Myers J, Dziekan G, Goebbels U, Dubach P
Cardiology Division, Kantonsspital Chur, Switzerland.
Med Sci Sports Exerc. 1999 Jul;31(7):929-37. doi: 10.1097/00005768-199907000-00003.
Exercise training increases exercise capacity in patients with reduced ventricular function in part through improved skeletal muscle metabolism, but the effect training might have on abnormal ventilatory and gas exchange responses to exercise has not been clearly defined.
Twenty-five male patients with reduced ventricular function after a myocardial infarction were randomized to either a 2-month high-intensity residential exercise training program or to a control group. Before and after the study period, upright exercise testing was performed with measurements of ventilatory gas exchange, lactate, arterial blood gases, cardiac output, and pulmonary artery and wedge pressures.

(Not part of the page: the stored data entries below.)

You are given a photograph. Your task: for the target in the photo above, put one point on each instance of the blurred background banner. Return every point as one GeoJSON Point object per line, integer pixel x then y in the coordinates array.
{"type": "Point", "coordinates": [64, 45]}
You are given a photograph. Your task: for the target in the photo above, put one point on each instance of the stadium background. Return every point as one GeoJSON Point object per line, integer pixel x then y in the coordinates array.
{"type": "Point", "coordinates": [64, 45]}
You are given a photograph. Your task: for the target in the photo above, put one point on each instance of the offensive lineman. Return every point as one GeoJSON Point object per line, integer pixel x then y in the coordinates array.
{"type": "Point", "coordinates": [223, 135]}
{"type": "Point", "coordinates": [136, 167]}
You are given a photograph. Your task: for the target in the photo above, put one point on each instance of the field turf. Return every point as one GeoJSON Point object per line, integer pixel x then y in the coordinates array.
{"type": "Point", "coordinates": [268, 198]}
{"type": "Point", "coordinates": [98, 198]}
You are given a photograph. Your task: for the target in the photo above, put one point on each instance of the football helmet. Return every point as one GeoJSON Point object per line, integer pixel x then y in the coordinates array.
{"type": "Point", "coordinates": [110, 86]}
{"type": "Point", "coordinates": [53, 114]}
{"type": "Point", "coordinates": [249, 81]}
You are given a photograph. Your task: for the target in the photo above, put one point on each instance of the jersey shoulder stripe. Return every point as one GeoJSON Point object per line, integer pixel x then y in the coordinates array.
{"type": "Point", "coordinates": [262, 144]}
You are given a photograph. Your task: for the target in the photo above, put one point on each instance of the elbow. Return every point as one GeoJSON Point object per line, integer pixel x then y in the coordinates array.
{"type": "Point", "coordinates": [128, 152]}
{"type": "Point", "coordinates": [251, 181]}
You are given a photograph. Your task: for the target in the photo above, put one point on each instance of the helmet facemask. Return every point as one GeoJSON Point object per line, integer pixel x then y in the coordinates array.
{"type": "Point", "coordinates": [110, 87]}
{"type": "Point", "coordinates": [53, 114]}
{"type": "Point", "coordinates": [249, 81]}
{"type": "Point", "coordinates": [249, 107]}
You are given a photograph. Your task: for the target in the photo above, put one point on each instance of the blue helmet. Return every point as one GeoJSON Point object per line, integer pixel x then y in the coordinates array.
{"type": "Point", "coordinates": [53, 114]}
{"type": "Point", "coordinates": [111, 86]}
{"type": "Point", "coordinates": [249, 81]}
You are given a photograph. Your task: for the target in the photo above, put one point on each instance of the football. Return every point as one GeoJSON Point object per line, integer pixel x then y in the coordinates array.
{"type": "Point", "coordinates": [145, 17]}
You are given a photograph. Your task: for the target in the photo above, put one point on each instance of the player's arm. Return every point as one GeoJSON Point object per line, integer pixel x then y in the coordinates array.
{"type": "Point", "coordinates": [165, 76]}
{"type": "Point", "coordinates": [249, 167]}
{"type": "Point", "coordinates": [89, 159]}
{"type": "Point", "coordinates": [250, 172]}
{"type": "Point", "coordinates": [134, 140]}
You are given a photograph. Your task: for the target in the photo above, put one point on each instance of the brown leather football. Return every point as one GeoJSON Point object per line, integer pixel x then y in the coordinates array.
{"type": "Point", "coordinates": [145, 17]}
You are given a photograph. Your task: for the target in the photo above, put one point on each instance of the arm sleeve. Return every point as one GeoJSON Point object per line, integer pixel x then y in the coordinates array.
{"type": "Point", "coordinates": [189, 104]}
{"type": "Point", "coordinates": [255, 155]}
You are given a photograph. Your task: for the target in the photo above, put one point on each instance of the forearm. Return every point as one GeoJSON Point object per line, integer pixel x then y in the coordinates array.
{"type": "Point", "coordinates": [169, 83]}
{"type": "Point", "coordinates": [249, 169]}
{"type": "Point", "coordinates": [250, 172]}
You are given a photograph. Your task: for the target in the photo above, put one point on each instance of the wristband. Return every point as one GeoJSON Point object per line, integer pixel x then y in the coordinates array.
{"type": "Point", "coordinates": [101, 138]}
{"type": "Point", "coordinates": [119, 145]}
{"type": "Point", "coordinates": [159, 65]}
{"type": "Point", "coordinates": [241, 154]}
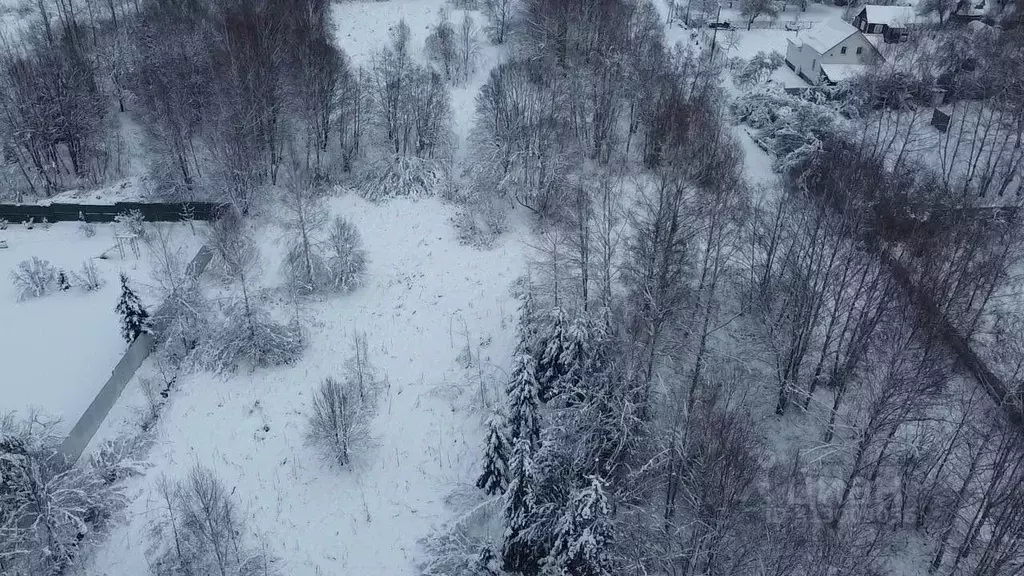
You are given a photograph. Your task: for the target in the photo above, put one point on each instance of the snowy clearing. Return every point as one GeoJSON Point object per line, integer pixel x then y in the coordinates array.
{"type": "Point", "coordinates": [425, 297]}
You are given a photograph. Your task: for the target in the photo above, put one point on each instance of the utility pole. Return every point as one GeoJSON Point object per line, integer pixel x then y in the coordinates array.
{"type": "Point", "coordinates": [714, 35]}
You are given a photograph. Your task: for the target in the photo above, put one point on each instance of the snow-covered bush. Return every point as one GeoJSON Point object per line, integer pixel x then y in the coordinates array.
{"type": "Point", "coordinates": [34, 278]}
{"type": "Point", "coordinates": [188, 325]}
{"type": "Point", "coordinates": [200, 531]}
{"type": "Point", "coordinates": [759, 68]}
{"type": "Point", "coordinates": [47, 507]}
{"type": "Point", "coordinates": [88, 278]}
{"type": "Point", "coordinates": [402, 175]}
{"type": "Point", "coordinates": [88, 230]}
{"type": "Point", "coordinates": [346, 260]}
{"type": "Point", "coordinates": [249, 334]}
{"type": "Point", "coordinates": [339, 419]}
{"type": "Point", "coordinates": [793, 127]}
{"type": "Point", "coordinates": [305, 270]}
{"type": "Point", "coordinates": [131, 221]}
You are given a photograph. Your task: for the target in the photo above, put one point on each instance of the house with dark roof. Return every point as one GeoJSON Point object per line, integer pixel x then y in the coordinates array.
{"type": "Point", "coordinates": [829, 52]}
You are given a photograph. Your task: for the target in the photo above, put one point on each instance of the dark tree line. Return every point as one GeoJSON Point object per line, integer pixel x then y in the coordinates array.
{"type": "Point", "coordinates": [740, 386]}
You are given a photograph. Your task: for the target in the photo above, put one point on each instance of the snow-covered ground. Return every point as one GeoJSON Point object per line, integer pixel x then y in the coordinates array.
{"type": "Point", "coordinates": [57, 351]}
{"type": "Point", "coordinates": [425, 300]}
{"type": "Point", "coordinates": [425, 296]}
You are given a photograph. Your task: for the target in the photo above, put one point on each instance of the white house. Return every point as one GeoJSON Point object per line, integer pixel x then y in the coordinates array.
{"type": "Point", "coordinates": [830, 51]}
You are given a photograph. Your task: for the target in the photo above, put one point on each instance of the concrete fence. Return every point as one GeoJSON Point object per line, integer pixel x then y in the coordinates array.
{"type": "Point", "coordinates": [967, 358]}
{"type": "Point", "coordinates": [152, 211]}
{"type": "Point", "coordinates": [94, 415]}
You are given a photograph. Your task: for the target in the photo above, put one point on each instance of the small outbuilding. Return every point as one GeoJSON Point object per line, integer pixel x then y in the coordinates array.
{"type": "Point", "coordinates": [893, 23]}
{"type": "Point", "coordinates": [830, 51]}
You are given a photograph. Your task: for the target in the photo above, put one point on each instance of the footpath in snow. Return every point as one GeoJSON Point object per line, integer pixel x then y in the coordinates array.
{"type": "Point", "coordinates": [425, 297]}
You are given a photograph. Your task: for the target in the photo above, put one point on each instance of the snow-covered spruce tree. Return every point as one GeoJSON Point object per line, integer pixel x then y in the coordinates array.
{"type": "Point", "coordinates": [134, 318]}
{"type": "Point", "coordinates": [549, 366]}
{"type": "Point", "coordinates": [523, 416]}
{"type": "Point", "coordinates": [494, 479]}
{"type": "Point", "coordinates": [577, 358]}
{"type": "Point", "coordinates": [339, 421]}
{"type": "Point", "coordinates": [346, 260]}
{"type": "Point", "coordinates": [519, 550]}
{"type": "Point", "coordinates": [47, 507]}
{"type": "Point", "coordinates": [200, 531]}
{"type": "Point", "coordinates": [304, 265]}
{"type": "Point", "coordinates": [583, 534]}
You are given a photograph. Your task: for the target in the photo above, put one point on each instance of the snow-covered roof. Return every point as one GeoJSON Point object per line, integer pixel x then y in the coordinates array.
{"type": "Point", "coordinates": [826, 34]}
{"type": "Point", "coordinates": [840, 72]}
{"type": "Point", "coordinates": [894, 16]}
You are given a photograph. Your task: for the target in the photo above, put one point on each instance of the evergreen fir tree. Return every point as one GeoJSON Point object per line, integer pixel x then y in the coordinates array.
{"type": "Point", "coordinates": [549, 367]}
{"type": "Point", "coordinates": [583, 534]}
{"type": "Point", "coordinates": [524, 420]}
{"type": "Point", "coordinates": [494, 479]}
{"type": "Point", "coordinates": [526, 328]}
{"type": "Point", "coordinates": [134, 318]}
{"type": "Point", "coordinates": [518, 550]}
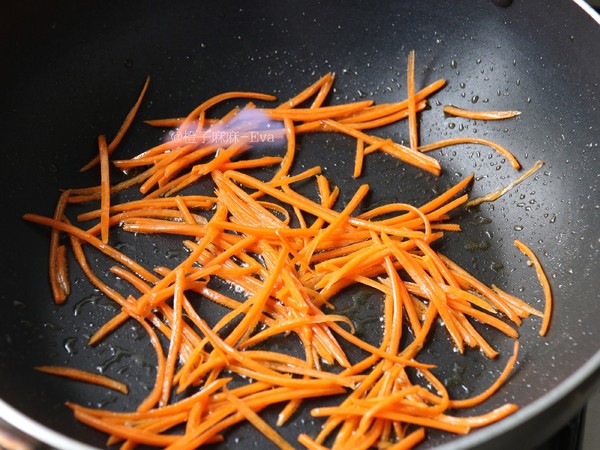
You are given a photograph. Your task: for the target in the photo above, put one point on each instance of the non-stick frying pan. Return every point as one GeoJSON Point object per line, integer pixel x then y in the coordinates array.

In the exercise group, peak VO2 and VO2 at the lactate threshold increased 29 and 39%, respectively, whereas no increases were observed among controls. Maximal cardiac output increased only in the exercise group (1.7 L x min(-1), P < 0.05), and no changes in rest or peak exercise pulmonary pressures were observed in either group. At baseline, modest inverse relationships were observed between pulmonary wedge pressure and peak VO2 both at rest (r = -0.56, P < 0.05) and peak exercise (r = -0.43, P < 0.05). Maximal VE/VCO2 was inversely related to maximal cardiac output (r = -0.72, P < 0.001). Training did not have a significant effect on these relationships. Training lowered VE/VO2, heart rate, and blood lactate levels at matched work rates throughout exercise and tended to lower maximal Vd/Vt. The slope of the relationship between VE and VCO2 was reduced after training in the exercise group (0.33 pre vs 0.27 post, P < 0.01), whereas control patients did not differ.
Exercise training among patients with reduced left ventricular function results in a systematic improvement in the ventilatory response to exercise. Training increased maximal cardiac output, tended to lower Vd/Vt, and markedly improved the efficiency of ventilation. Peak VO2 and ventilatory responses to exercise were only modestly related to pulmonary vascular pressures, and training had no effect on the relationships between exercise capacity, ventilatory responses, and pulmonary pressures.
运动训练可部分通过改善骨骼肌代谢来提高心室功能降低患者的运动能力,但训练对运动时异常通气和气体交换反应的影响尚未明确界定。
25名心肌梗死后心室功能降低的男性患者被随机分为两组,一组接受为期2个月的高强度住院运动训练计划,另一组为对照组。在研究期前后,进行直立运动测试,测量通气气体交换、乳酸、动脉血气、心输出量以及肺动脉和楔压。
运动组中,峰值VO2和乳酸阈值时的VO2分别增加了29%和39%,而对照组未观察到增加。仅运动组的最大心输出量增加(1.7L·min⁻¹,P<0.05),两组在静息或运动峰值时的肺压均无变化。基线时,静息(r=-0.56,P<0.05)和运动峰值(r=-0.43,P<0.05)时肺楔压与峰值VO2之间均观察到适度的负相关关系。最大VE/VCO2与最大心输出量呈负相关(r=-0.72,P<0.001)。训练对这些关系无显著影响。训练降低了整个运动过程中匹配工作率下的VE/VO2、心率和血乳酸水平,并倾向于降低最大Vd/Vt。运动组训练后VE与VCO2关系曲线的斜率降低(训练前为0.33,训练后为0.27,P<0.01),而对照组患者无差异。
左心室功能降低患者的运动训练可使运动通气反应得到系统性改善。训练增加了最大心输出量,倾向于降低Vd/Vt,并显著提高了通气效率。峰值VO2和运动通气反应与肺血管压力仅存在适度关联,且训练对运动能力、通气反应和肺压之间的关系无影响。